Pouvoirs particuliers : Il s’agit en fait des moments où il plonge dans ses crises de Parleur et redevient un véritable démon massacrant tout autour de lui. Ces crises ne sont déclenchées que lorsque lui soit arraché le pendentif pendant à son cou. Il répétera alors sans cesse en boucle la phrase suivante : « Je ne rêve que d’oubli, d’oubli du cauchemar et du désespoir». Il cherchera alors systématiquement à tuer toute personne entendant ses propos en les éventrant à mains nues.


Apparence physique : Malgré son nombre impressionnant d’années, Arawn n’a pas prit une ride sur l’apparence qui était la sienne dès les débuts de son existence. A savoir l’image d’un jeune homme dans la force de l’âge, n’ayant même pas atteint la trentaine. Une peau assez pale, quelque peu mordorée aux entournures, s’harmonise avec une courte chevelure brune à la coiffure en bataille et seulement domestiquée par la sueur et la poussière. Cheveux qui voilent souvent d’ombre son regard, plongeant pour le vis-à-vis le haut de son visage dans un inconnu inquiétant. Mais quand il lève haut son port de tête, on peut voir un dur regard aux iris d’un gris métallique. Les traits de son visage sont en comparaison assez doux et lisses, ne laissant guère d’arêtes saillantes ou pommettes creusées y ressortir. Ce qui donne d’autant plus d’importance dans l’air de ses expressions à ses yeux et sa bouche, fine et souvent fléchie d’un pli neutre voir sombre. Son nez est peu apparent, ce qui explique peut être qu’il ait réussi à durer jusqu'à là sans trop se faire briser. Le reste de la morphologie de l’apparent jeune homme est un corps qui semble être littéralement taillé dans la roche. Malgré une apparence extérieure assez fluette pour un grand guerrier, sous ses vêtements de clan se trouvent des muscles soigneusement entretenus ainsi que bien peu de graisse, même en se référant à celles vitales pour l’organisme. Le démon dispose en effet d’un corps sec et solide, qui semble avoir vu se dérouler tour à tour sur lui vents et marées. Beaucoup de cicatrices résorbées du coup, que même le passage du temps ne semble pas être parvenu à totalement effacer au vu de leur nombre. Le tout manque certainement de fluidité et d’aisance, on penserait plus à ce corps comme quelque chose d’inerte que mobile, conçu pour résister et non mener une danse. D’aussi prés, on se rend alors plus compte de l’endurance et de la force que peut déployer un être en apparence peu impressionnant. C’est le corps d’un être tourmenté qui combat depuis un demi-millénaire.

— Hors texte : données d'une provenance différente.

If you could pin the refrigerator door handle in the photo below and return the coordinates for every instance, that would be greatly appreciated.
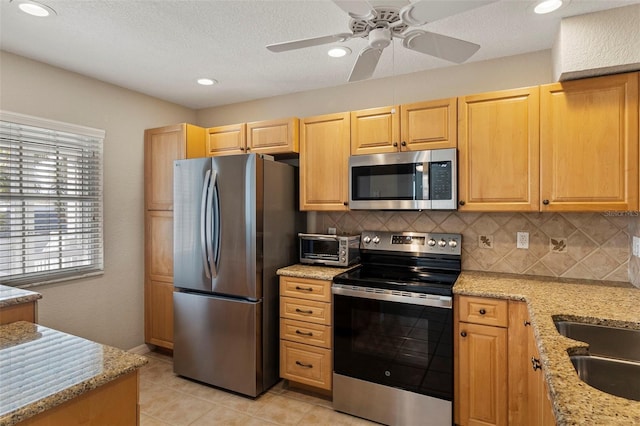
(214, 208)
(203, 224)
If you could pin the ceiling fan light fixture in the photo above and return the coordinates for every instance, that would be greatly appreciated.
(547, 6)
(339, 52)
(34, 8)
(207, 81)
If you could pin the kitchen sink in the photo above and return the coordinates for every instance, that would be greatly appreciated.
(612, 363)
(610, 375)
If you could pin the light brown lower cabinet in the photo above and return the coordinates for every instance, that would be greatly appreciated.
(115, 403)
(306, 357)
(495, 379)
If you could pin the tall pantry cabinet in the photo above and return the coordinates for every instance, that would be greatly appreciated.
(162, 146)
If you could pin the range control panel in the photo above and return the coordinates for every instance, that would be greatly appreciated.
(422, 242)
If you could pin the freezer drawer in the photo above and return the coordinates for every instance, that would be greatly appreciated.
(218, 341)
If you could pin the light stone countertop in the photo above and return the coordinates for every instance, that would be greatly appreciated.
(312, 271)
(14, 296)
(40, 368)
(609, 303)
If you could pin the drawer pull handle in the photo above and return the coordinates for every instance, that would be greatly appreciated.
(535, 363)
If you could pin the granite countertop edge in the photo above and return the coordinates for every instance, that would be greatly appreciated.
(117, 363)
(598, 302)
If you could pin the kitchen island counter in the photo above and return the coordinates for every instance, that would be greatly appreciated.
(42, 368)
(613, 303)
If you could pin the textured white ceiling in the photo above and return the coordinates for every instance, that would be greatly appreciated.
(160, 47)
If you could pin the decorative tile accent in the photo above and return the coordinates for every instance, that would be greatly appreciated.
(596, 246)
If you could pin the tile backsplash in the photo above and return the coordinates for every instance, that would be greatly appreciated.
(570, 245)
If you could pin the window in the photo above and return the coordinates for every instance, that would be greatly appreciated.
(50, 200)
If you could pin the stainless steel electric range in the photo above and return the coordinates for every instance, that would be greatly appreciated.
(393, 329)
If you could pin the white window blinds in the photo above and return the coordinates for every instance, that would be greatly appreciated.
(50, 200)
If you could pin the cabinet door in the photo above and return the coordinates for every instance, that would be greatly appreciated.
(375, 130)
(589, 144)
(482, 375)
(429, 125)
(324, 162)
(226, 140)
(162, 146)
(498, 151)
(273, 136)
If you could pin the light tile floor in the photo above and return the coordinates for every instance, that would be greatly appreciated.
(170, 400)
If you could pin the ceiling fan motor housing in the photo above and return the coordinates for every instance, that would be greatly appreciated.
(379, 38)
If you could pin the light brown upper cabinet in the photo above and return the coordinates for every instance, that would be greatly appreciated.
(498, 151)
(162, 146)
(324, 162)
(226, 140)
(271, 137)
(410, 127)
(589, 144)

Autre chose de la plus haute importance, Arawn porte autour de son cou un collier de simple corde usée au bout duquel sont pendues deux pierres lisses et polies par le temps sur lesquelles sont inscrite une unique lettre chacune, issues du langage de sa tribu. L’une porte le mot Ansuz, qui pour lui signifie conscience, et l’autre le mot Mannaz, voulant dire l’homme. C’est cette « conscience de l’homme » qui forme encore à l’heure actuelle l’ultime rempart entre l’esprit d’humanité d’Arawn et sa nature démoniaque de faux-parleur. Il s’agit alors évidement de son bien le plus précieux, qui ne le quitte évidement en aucune occasion.



Caractère, personnalité : Arawn est d’un tempérament d’ordinaire calme et sombre. Il ne semble pas fait pour devenir proche des gens et cherchera plus souvent à s’enfermer dans le mutisme qu’a engager la conversation. Il n’est pas pour autant hostile, juste qu’il semble peser chacun de ses mots et de ses gestes avant de les réaliser. N’étant pas quelqu’un de très expressif, même une grande joie n’est pas forcement évidente à voir chez lui, on ne l’a d’ailleurs que rarement entendu rire. Il semble constamment porter un poids sur ses épaules, un devoir ou une menace qui rendent chacune de ses pensées et actes lourds de sens. S’amuser, il s’y risque pour faire plaisir à ses hommes plutôt qu’a lui-même. Pourtant, s’il ne semble pas vraiment joyeux et plein de vie, on ne l’entendra pas pour autant se plaindre. Les insultes n’ont pas plus d’effet sur lui et la souffrance est une compagne de pratiquement tout les instants, qu’elle soit physique ou morale. Arawn porte le désespoir d’un être qui vit depuis la moitié d’un millénaire et qui a du tout ce temps là vivre avec les contradictions de sa nature contre sa volonté. Cela l’a rendu du coup plus compréhensif et perspicace, associée à une certaine bienveillance.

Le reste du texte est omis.